# Multivariate statistics Test 5: Hierarchical Linear Modeling

**Student**: Aleksandr Jan Smoliakov, VU MIF Data Science MSc year 1  
**Date**: 2024-11-21

Data: File `hsb12.sav`, variables

* `school` - school’s id
* `student` - student’s id
* `minority` - 1 if ethnical minority, 0 -   if not
* `female` - 1 if female, 0 if male
* `ses` - social –economic status
* `cses` - centered social-economic status
* `meanses` - school’s average ses
* `mathach` - mathematical achievements
* `size` - number of students at school
* `sector` - 1 for catholic school, 0 for the state school
* `pracad` - proportion of students in the academic track
* `himinty` - 1 if over 40% of students are from ethnical minorities, 0 if less than 40%

Task: Create an HLM model for `mathach`.

First of all, let's load the data and take a look.

In [1]:
import pyreadstat
import pandas as pd
import statsmodels.formula.api as smf

pd.options.display.float_format = '{:.4f}'.format

df_hsb, metadata_hsb = pyreadstat.read_sav("data/hsb12.sav")

df_hsb.describe()

Unnamed: 0,SCHOOL,STUDENT,CONS,MINORITY,FEMALE,SES,MEANSES,CSES,MATHACH,SIZE,SECTOR,PRACAD,DISCLIM,HIMINTY
count,7185.0,7185.0,7185.0,7185.0,7185.0,7185.0,7185.0,7185.0,7185.0,7185.0,7185.0,7185.0,7185.0,7185.0
mean,5277.8978,24.5081,1.0,0.2747,0.5282,0.0001,0.0061,-0.006,12.7479,1056.8618,0.4931,0.5345,-0.1319,0.28
std,2499.5778,15.2024,0.0,0.4464,0.4992,0.7794,0.4136,0.6606,6.8782,604.1725,0.5,0.2512,0.944,0.449
min,1224.0,1.0,1.0,0.0,0.0,-3.758,-1.188,-3.657,-2.832,100.0,0.0,0.0,-2.416,0.0
25%,3020.0,12.0,1.0,0.0,0.0,-0.538,-0.317,-0.454,7.275,565.0,0.0,0.32,-0.817,0.0
50%,5192.0,23.0,1.0,0.0,1.0,0.002,0.038,0.01,13.131,1016.0,0.0,0.53,-0.231,0.0
75%,7342.0,36.0,1.0,1.0,1.0,0.602,0.333,0.463,18.317,1436.0,1.0,0.7,0.46,1.0
max,9586.0,67.0,1.0,1.0,1.0,2.692,0.831,2.85,24.993,2713.0,1.0,1.0,2.756,1.0


There are no missing values in the dataset. The dataset has two additional columns not described in the task: `CONS` and `DISCLIM`. We are not going to remove them to avoid using them accidentally.

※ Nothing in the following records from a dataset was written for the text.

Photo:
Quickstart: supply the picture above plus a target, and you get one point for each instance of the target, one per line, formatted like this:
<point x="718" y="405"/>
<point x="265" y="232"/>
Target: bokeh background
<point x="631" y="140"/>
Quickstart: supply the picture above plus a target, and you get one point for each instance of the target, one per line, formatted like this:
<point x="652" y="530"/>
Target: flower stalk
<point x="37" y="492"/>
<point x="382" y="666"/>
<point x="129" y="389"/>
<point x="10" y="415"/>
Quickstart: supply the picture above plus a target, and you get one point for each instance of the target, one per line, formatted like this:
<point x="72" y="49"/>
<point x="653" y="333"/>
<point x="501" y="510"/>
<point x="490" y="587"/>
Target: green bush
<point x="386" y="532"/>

Additionally, we'll cast `SCHOOL` and `STUDENT` into integers and make the column names lowercase for convenience.

In [2]:
df_hsb = df_hsb.drop(["CONS", "DISCLIM"], axis=1)
df_hsb.columns = df_hsb.columns.str.lower()

df_hsb["school"] = df_hsb["school"].astype(int)
df_hsb["student"] = df_hsb["student"].astype(int)

df_hsb.head()

Unnamed: 0,school,student,minority,female,ses,meanses,cses,mathach,size,sector,pracad,himinty
0,1224,1,0.0,1.0,-1.528,-0.428,-1.1,5.876,842.0,0.0,0.35,0.0
1,1224,2,0.0,1.0,-0.588,-0.428,-0.16,19.708,842.0,0.0,0.35,0.0
2,1224,3,0.0,0.0,-0.528,-0.428,-0.1,20.349,842.0,0.0,0.35,0.0
3,1224,4,0.0,0.0,-0.668,-0.428,-0.24,8.781,842.0,0.0,0.35,0.0
4,1224,5,0.0,0.0,-0.158,-0.428,0.27,17.898,842.0,0.0,0.35,0.0


## Unconditional model

1. Create an unconditional model and calculate ICC.

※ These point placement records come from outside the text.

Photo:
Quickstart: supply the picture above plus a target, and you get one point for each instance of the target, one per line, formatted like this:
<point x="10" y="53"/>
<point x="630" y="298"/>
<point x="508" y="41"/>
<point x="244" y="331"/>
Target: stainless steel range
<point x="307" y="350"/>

We will start by creating an unconditional model. The model will have two levels: students and schools.

In [37]:
unconditional_model = smf.mixedlm(
    "mathach ~ 1",
    data=df_hsb,
    groups=df_hsb["school"],
    re_formula="~ 1"
)
unconditional_model_results = unconditional_model.fit(reml=False)

unconditional_model_results.summary()

0,1,2,3
Model:,MixedLM,Dependent Variable:,mathach
No. Observations:,7185,Method:,ML
No. Groups:,160,Scale:,39.1483
Min. group size:,14,Log-Likelihood:,-23557.9051
Max. group size:,67,Converged:,Yes
Mean group size:,44.9,,

0,1,2,3,4,5,6
,Coef.,Std.Err.,z,P>|z|,[0.025,0.975]
Intercept,12.637,0.244,51.867,0.000,12.160,13.115
Group Var,8.555,0.173,,,,


In [38]:
group_variance = unconditional_model_results.cov_re.iloc[0, 0]
res_variance = unconditional_model_results.scale
print(f"Group variance: {group_variance:.4f}")
print(f"Residual variance: {res_variance:.4f}")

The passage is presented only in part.